查看dmesg_TZ.txt中解析出的watdog部分,检查CPU、ping_start/ping_end,与当前的系统时间做对比,判断ping cpu的动作的执行结果以及可能出现问题的cpu
查看timer_list.txt中的timer list dump,查
qcom_wdt_pet_task_wakeup
在哪个CPU上?触发回调的时间点与当前时间点做比较,如果早于当前的系统时间说明定时器没有被触发?查看各个CPU上的timer_jiffies和next_timer来判断哪些CPU的时间戳没有被更新,则这些CPU是可怀疑对象!
如果watchdog定时器到了时间没有触发,则说明该CPU被阻塞了,去查当前CPU上的栈trace。
还可以检测hrtimer,看时间戳来判断是不是由于系统调度或者soft lockup等问题造成的。

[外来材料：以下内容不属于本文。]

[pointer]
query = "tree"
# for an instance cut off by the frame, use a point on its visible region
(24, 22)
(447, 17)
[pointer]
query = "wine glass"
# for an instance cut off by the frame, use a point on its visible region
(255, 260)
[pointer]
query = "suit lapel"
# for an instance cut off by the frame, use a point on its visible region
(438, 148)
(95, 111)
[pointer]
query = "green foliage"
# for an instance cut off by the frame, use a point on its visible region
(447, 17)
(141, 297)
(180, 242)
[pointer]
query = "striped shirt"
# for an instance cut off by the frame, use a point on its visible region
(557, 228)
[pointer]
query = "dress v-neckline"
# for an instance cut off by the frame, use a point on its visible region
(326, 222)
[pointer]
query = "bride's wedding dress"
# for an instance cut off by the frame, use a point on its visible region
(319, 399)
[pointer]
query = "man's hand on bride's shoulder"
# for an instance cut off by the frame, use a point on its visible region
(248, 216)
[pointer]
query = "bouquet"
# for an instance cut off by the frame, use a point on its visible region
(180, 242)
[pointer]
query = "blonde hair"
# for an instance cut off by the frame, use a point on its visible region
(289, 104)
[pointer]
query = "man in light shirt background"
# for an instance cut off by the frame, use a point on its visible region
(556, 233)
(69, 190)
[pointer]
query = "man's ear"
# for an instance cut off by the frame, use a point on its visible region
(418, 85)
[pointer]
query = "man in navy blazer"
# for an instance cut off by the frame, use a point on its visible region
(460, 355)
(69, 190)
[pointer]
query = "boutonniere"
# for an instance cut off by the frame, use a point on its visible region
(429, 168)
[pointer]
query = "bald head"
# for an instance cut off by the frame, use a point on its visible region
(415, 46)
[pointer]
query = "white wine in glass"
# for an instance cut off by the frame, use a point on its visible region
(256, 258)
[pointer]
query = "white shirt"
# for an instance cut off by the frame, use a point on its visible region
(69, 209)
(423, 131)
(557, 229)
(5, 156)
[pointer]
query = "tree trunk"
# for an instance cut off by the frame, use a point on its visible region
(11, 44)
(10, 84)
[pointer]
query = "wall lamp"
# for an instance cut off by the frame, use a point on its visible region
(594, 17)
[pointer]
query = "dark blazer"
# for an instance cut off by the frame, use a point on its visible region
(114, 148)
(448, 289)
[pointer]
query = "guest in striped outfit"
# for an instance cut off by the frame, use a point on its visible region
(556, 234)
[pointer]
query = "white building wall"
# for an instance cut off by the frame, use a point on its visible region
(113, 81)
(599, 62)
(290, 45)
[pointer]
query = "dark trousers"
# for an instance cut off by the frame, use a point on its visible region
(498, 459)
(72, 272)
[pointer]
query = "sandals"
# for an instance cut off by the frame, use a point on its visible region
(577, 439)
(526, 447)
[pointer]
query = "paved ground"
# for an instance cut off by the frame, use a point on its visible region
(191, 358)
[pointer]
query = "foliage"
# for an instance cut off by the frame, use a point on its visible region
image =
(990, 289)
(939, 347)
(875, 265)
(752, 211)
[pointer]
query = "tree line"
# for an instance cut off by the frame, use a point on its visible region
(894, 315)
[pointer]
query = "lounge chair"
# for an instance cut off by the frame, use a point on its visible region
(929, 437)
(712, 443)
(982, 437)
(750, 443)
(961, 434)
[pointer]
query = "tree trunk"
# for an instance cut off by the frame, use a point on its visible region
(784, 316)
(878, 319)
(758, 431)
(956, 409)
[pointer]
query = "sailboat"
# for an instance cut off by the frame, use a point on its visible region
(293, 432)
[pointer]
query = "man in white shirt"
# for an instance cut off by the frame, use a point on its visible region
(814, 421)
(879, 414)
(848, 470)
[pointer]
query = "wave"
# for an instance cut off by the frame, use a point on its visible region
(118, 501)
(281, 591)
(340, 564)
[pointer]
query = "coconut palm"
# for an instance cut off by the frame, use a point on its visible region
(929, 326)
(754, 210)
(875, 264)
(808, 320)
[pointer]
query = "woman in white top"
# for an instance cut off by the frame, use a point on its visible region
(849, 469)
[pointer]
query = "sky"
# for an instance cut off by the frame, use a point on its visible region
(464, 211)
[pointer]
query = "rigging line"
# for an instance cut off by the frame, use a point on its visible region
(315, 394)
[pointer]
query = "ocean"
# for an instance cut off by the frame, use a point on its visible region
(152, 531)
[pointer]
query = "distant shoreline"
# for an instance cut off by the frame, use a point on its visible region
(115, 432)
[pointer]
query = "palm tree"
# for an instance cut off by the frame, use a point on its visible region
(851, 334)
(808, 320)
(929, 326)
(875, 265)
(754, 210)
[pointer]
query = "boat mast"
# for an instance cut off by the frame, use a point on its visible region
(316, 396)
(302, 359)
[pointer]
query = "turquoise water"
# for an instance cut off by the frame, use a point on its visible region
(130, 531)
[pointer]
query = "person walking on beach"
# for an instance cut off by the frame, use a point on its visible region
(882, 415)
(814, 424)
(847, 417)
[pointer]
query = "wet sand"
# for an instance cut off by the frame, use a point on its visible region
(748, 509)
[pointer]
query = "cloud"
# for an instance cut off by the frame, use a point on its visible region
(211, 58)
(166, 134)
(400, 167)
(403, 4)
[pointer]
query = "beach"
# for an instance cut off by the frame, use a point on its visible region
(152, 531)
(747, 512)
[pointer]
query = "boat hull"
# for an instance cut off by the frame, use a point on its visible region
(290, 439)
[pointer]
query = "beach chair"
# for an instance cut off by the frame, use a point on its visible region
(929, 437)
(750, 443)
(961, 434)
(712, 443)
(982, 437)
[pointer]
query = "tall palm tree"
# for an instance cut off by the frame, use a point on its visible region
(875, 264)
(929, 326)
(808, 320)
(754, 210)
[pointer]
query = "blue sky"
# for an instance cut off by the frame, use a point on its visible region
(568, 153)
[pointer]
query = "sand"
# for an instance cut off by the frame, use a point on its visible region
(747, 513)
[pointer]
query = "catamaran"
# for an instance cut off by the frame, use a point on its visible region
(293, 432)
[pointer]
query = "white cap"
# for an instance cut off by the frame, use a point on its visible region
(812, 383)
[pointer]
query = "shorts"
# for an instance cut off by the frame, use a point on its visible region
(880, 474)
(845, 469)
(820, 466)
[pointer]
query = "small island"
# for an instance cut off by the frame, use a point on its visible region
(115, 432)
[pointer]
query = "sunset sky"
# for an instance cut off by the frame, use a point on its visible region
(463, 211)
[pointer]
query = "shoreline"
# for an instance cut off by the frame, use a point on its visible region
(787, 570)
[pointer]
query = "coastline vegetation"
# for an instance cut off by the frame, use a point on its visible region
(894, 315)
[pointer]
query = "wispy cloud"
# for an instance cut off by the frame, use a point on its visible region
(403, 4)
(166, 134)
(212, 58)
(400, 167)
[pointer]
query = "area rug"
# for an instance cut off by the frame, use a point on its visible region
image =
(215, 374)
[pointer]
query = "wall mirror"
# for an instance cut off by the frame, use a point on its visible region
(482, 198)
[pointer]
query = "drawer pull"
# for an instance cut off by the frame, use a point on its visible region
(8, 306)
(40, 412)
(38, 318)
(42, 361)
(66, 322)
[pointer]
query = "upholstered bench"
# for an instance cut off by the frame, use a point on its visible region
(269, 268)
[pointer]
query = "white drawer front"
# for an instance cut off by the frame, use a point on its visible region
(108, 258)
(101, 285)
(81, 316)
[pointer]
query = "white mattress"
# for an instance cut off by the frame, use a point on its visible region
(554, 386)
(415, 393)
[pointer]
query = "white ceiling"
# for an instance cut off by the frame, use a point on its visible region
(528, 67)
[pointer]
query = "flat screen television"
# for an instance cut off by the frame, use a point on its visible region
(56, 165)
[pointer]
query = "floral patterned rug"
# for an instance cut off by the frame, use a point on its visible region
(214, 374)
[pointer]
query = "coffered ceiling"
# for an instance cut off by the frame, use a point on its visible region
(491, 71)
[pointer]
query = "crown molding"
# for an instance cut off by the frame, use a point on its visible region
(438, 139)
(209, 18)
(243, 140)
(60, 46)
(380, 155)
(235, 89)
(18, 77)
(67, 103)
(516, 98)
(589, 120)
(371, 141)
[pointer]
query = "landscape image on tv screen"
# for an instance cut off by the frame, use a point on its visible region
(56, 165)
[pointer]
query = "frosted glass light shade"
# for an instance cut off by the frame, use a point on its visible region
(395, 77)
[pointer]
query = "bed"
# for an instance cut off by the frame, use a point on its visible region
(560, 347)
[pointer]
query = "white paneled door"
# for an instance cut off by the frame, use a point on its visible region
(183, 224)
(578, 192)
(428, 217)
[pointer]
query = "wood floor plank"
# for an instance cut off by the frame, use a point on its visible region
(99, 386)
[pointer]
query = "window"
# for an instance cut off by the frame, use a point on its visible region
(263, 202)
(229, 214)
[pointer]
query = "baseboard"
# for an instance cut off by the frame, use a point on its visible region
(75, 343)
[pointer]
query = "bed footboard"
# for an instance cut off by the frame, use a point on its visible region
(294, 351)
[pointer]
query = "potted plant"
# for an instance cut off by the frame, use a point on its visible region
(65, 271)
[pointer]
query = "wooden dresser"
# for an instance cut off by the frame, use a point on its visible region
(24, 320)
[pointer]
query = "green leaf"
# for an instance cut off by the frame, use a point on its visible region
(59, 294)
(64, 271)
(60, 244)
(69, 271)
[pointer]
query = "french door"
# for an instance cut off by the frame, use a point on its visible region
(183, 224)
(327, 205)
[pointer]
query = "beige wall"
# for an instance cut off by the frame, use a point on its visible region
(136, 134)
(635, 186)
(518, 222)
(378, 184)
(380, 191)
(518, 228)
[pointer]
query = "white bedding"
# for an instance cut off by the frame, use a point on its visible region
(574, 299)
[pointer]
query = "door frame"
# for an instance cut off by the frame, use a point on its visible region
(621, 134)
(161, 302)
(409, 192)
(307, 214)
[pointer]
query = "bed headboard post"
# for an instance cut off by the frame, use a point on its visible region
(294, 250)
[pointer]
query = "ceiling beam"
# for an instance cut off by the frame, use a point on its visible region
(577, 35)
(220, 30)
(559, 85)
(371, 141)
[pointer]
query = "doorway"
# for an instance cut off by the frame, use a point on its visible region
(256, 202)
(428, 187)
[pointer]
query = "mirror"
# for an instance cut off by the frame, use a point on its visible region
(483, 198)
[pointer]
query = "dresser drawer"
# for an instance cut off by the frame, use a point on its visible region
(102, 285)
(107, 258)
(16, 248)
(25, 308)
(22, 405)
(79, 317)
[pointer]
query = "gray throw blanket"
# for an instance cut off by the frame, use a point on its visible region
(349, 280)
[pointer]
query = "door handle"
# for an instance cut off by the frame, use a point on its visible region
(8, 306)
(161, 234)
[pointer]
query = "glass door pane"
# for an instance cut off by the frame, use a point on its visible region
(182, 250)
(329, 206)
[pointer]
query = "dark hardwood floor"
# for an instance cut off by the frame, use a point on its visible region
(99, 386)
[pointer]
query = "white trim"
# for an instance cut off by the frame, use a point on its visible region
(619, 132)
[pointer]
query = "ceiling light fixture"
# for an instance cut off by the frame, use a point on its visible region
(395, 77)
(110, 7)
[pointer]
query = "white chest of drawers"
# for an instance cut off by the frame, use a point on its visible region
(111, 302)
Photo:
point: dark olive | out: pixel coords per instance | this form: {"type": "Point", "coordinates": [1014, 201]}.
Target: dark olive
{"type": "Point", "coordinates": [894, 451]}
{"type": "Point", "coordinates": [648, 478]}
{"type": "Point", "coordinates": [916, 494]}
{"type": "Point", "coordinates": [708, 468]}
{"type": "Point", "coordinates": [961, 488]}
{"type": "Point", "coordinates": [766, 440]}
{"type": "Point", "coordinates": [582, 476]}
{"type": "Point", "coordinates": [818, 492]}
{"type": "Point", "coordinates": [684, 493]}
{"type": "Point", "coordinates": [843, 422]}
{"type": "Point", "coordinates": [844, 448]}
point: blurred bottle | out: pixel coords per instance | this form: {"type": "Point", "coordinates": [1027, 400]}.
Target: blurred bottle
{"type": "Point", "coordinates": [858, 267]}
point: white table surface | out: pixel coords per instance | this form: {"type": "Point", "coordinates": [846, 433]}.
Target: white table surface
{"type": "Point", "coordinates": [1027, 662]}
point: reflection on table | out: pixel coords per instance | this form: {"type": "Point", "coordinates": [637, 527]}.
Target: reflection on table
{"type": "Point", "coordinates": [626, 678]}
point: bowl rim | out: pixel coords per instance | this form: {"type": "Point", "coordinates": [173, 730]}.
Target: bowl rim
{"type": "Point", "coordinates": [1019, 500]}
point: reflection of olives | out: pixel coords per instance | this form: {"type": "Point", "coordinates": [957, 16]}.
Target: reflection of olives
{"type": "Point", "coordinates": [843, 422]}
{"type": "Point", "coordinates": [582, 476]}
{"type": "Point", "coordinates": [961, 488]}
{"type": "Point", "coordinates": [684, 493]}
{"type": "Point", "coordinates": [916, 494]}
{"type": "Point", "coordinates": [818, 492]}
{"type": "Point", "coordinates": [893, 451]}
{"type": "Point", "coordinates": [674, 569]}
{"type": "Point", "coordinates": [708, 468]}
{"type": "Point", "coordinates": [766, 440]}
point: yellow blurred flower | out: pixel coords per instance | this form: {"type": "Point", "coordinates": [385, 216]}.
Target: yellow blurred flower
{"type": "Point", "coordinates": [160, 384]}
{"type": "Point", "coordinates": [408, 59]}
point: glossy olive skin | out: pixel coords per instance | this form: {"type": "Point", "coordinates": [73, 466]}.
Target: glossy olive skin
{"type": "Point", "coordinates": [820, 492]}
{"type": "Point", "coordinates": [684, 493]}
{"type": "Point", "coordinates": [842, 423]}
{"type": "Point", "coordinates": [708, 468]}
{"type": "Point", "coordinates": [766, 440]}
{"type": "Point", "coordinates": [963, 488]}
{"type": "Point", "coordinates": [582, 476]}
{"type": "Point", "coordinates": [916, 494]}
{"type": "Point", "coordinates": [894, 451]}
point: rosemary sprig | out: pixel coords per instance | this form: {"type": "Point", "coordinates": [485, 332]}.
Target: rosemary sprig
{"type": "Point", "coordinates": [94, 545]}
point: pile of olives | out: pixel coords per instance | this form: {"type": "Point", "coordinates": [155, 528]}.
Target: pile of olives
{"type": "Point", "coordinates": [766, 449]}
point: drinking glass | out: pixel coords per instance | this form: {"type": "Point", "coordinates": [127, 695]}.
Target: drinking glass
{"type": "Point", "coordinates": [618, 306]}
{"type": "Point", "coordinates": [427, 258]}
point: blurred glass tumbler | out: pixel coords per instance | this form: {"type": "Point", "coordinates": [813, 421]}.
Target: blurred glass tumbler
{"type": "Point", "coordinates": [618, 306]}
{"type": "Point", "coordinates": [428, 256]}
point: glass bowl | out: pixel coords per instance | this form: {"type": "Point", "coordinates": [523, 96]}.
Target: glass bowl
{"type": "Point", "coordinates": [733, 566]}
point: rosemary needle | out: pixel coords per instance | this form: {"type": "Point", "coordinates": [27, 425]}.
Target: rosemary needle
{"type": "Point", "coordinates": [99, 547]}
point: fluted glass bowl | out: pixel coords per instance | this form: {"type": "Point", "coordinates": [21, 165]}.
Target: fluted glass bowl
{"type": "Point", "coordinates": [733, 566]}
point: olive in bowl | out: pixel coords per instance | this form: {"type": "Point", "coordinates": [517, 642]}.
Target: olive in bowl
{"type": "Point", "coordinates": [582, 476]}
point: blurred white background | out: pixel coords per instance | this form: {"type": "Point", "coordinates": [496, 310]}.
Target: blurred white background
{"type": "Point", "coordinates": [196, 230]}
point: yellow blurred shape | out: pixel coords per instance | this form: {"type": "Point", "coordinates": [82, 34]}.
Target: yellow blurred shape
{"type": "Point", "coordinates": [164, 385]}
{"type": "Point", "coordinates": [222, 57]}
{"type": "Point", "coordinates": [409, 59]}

再有必要的时候,也可以参考第3.3章节中的内核参数来抓取日志debug。
总结
pet_timer是个低精度计时器,低精度定时器会在每个tick中断来时被检查,超时就触发软中断,而linux的软中断又会再中断返回时检查执行。所以只要有CPU还能响应中断pet_task_wakeup就能被执行,但是pet_task_wakeup也只是唤醒了喂狗线程而已,并没有直接去允许它,具体什么时候允许要看下次抢占点到了pet-thread能不能成功抢占cpu执行。
watchdog_kthread作为一个实时进程,而且优先级最高加上唤醒抢占的机制,一旦喂狗线程被加到某个CPU的就绪列队中,一般很快就会被执行并且基本没有进程可以抢占它.
所以没法喂狗会发生在以下情况:
喂狗线程所在cpu长时间关抢占,导致即使pet_timer唤醒喂狗线程但得不到执行。
喂狗线程所在的cpu频繁被中断打断,导致没法按时喂狗。
其他cpu长时间处于关中断导致无法响应ipi中断。
所有cpu长时间处于关中断导致直接触发狗咬(pet_timer无法执行,狗叫中断无法响应)。